The picture takes me back, all the way to November, 1983. It was still Burma then. (Now Myanmar)
After WWII, tourism really wasn’t encouraged in Burma until 1992 and it was not an easy place to travel around by yourself. I had therefore taken the initiative for once, of booking a tour through a travel company in Bangkok, that I remembered from my childhood.
Unlike many other things from back then, Diethelm’s was still up and running (and remains so, according to Google) and they created a nice little 7-day tour for Tim and myself and two airline colleagues.
Burma would only issue a 7 day visa which did not in any way suffice, but it was another reason for having an organized tour. Messing about was something we didn’t have time for. We were met on arrival by a delightful agent from Tourist Burma displaying a sign that said “Smith Tour”. It made me feel really important, particularly as Tim was normally our leader.
The value of being a small group became obvious when we later bumped into a large tour group who moaned sadly that they seemed to have spent their whole 7 days waiting at airports.

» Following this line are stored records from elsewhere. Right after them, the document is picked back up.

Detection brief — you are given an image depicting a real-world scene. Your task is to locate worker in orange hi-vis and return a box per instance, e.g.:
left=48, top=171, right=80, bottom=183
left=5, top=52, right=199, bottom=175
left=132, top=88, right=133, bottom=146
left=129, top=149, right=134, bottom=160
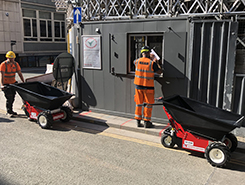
left=0, top=51, right=24, bottom=117
left=134, top=46, right=162, bottom=128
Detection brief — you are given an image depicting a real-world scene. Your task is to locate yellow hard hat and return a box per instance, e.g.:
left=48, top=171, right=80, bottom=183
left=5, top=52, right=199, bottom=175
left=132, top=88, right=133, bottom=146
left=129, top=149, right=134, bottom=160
left=6, top=51, right=16, bottom=58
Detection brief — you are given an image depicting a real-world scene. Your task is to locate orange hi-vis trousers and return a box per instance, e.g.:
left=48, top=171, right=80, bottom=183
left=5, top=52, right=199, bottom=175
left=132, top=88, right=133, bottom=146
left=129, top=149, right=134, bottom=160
left=134, top=89, right=154, bottom=121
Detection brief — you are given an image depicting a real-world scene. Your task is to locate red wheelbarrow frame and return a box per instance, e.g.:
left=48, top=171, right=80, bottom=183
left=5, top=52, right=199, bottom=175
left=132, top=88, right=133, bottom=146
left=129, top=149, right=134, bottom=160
left=23, top=101, right=72, bottom=129
left=161, top=104, right=237, bottom=167
left=163, top=107, right=212, bottom=153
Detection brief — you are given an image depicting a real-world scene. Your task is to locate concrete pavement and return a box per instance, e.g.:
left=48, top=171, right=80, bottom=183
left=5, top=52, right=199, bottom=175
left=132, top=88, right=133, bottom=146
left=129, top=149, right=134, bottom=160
left=0, top=88, right=245, bottom=153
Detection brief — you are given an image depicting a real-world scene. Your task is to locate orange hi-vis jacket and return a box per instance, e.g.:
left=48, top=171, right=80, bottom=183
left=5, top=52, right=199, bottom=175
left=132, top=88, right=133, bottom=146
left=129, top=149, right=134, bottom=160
left=134, top=57, right=154, bottom=87
left=0, top=60, right=21, bottom=84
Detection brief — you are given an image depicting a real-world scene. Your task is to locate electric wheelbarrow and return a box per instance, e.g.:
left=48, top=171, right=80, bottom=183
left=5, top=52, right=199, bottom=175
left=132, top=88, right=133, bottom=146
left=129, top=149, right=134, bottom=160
left=158, top=95, right=244, bottom=167
left=10, top=82, right=72, bottom=129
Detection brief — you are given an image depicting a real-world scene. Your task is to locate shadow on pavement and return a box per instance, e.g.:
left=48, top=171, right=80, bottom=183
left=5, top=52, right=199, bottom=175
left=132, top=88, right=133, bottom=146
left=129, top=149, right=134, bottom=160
left=0, top=118, right=14, bottom=123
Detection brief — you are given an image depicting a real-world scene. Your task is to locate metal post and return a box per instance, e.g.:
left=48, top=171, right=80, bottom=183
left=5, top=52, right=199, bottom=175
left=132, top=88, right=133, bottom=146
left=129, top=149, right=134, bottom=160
left=76, top=24, right=83, bottom=108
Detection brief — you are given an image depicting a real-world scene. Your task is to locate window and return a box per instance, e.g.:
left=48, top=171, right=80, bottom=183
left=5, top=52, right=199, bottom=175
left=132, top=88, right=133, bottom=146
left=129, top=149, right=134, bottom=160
left=129, top=34, right=163, bottom=72
left=22, top=9, right=66, bottom=42
left=39, top=12, right=52, bottom=41
left=54, top=13, right=65, bottom=41
left=22, top=10, right=37, bottom=41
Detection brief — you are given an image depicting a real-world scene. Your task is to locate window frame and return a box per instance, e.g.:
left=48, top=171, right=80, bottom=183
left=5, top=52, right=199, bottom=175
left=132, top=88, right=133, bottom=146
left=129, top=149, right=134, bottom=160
left=127, top=32, right=164, bottom=74
left=22, top=8, right=67, bottom=43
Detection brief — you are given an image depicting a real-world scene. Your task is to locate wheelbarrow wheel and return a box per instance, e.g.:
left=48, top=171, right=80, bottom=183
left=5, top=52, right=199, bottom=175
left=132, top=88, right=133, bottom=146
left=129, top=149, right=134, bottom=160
left=161, top=134, right=175, bottom=148
left=60, top=106, right=72, bottom=122
left=37, top=112, right=53, bottom=129
left=224, top=133, right=237, bottom=152
left=205, top=143, right=231, bottom=167
left=23, top=107, right=30, bottom=118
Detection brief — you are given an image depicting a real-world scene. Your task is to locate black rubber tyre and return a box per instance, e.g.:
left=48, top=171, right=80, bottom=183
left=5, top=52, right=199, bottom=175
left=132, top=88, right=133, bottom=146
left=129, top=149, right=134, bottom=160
left=37, top=112, right=53, bottom=129
left=161, top=134, right=175, bottom=148
left=22, top=107, right=30, bottom=118
left=60, top=106, right=73, bottom=122
left=205, top=143, right=231, bottom=167
left=224, top=133, right=237, bottom=152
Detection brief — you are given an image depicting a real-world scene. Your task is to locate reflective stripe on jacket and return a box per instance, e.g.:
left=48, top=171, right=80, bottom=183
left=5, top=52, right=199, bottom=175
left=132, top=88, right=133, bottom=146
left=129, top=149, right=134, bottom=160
left=134, top=57, right=154, bottom=87
left=1, top=61, right=20, bottom=84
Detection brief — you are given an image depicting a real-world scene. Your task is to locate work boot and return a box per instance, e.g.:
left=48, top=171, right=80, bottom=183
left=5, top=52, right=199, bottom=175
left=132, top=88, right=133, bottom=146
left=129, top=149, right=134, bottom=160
left=8, top=110, right=18, bottom=116
left=137, top=120, right=144, bottom=127
left=6, top=113, right=14, bottom=118
left=144, top=121, right=155, bottom=128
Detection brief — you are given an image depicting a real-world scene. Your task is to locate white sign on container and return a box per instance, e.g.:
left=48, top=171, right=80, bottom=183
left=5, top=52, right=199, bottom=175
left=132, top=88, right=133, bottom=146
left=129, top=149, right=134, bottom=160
left=82, top=35, right=101, bottom=69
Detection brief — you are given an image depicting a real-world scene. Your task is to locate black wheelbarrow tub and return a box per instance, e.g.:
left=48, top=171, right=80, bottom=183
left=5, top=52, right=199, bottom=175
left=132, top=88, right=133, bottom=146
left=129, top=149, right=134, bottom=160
left=10, top=82, right=72, bottom=110
left=163, top=95, right=244, bottom=140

Things were more than usually off-kilter at the time due to a cyclone in the Bay of Bengal. Our own flight from Rangoon (now Yangon) to Heho (now Hehoe) was delayed only a short while and a 25 minute ride saw us meeting our very sweet local guide in Shan State.
No, this wasn’t our transport. We had a van that broke down twice, but in the 80’s that was standard operating procedure as the average vehicle then was about 25 years old.
On the way from Rangoon airport, we had a complete breakdown and transfer, followed the next night by a journey in an ancient vehicle that refused to move until its customary driver was found. (Seriously!)
That night we kept the driver waiting, almost 3 hours while we dined and saw a show, the charge for which was all of $6. Even in those days, that was cheap, and as we strongly supported changing money on the black market, it actually cost us only $3. Burma was an affordable holiday!
Our destination was actually Taunggyi (name unchanged, as far as I can discover), which was where you went in order to visit the aquatic community of Inle Lake, famous for the leg-rower fishermen and the floating gardens.
We travelled the lake in a motor-driven canoe, which was pursued by gulls hoping for bits of our lunch. As I recall we didn’t have anything for them 🙁
The quality of the photographs is only in part due to the incompetence of the photographer. The weather throughout Burma remained overcast and cool, which was a pleasant surprise, due to the stalled cyclone. That and the 37 year age of the prints.

As our little boat sped along, we suddenly heard the joyous sound of music as a canoe-full of festively dressed people approached.

This was a family taking a young boy to a local pagoda where he would start his life as a novitiate.
The monastery which we passed was a wooden structure on stilts which had intricately carved roof decorations. Tourists were fairly rare, so the young monks came to stare as the Smith Group sailed grandly past.

Or not so grandly…Tim was not impressed with having his photograph taken wearing the latest addition to my hat collection.
Note: Hats are not a practical thing to collect
I think he had also caught my evil cold.
A sweet man in Rangoon Many Burmese women apply yellow paste to their cheeks Young girl at Inle Lake
The temple in my first picture was one of the places we visited on our lake tour, but for some reason I didn’t make a note of the name and when I went looking in Google I found nothing I could recognize. It is entirely possible that the pagoda in that photograph is one of many that are now in ruins, flooded and falling to bits.
The Lake is suffering all of the woes so common in today’s world, run-off from deforestation, and slash and burn agriculture bringing silt to the lake, which encourages algae and weeds. Over development of the floating gardens, many of which are in fact now dry land. Encroaching non-native water hyacinths.
And of all things, noise pollution, attributable in main to tourism. My Google search around the lake revealed numerous tourist hotels and resorts which were unheard of 40 years ago.
The Burmese we met were warm, cheerful people that could not have been more welcoming and I loved their beautiful, mysterious country. Even then, I know that the Karen people faced difficulties. We met one in Rangoon, where he was awaiting his visa to come to the United States. I remember his beautiful, kind face and I can’t imagine why anyone would be threatened by someone like that.
There are now hundreds of thousands of displaced people around the world, many of them refugees from Myanmar. How is is possible not to be depressed by this?
The thought I have about the unfathomably enormous problems of our planet is always the same. There are too many of us. My belief is that if mankind does not solve this problem for itself, Nature will. Either that or the future will be very grim.
This is surely not what I set out to write. Perhaps I’ll return to the inane world of aviation!

Here’s a picture of some naughty foster cats. That’s Casper and Alice, caught in the act.
And this is shy little Alex. The three were siblings. Alice and Casper stayed together but Alex got a good home too. They were some of the last cats I fostered. I loved them all.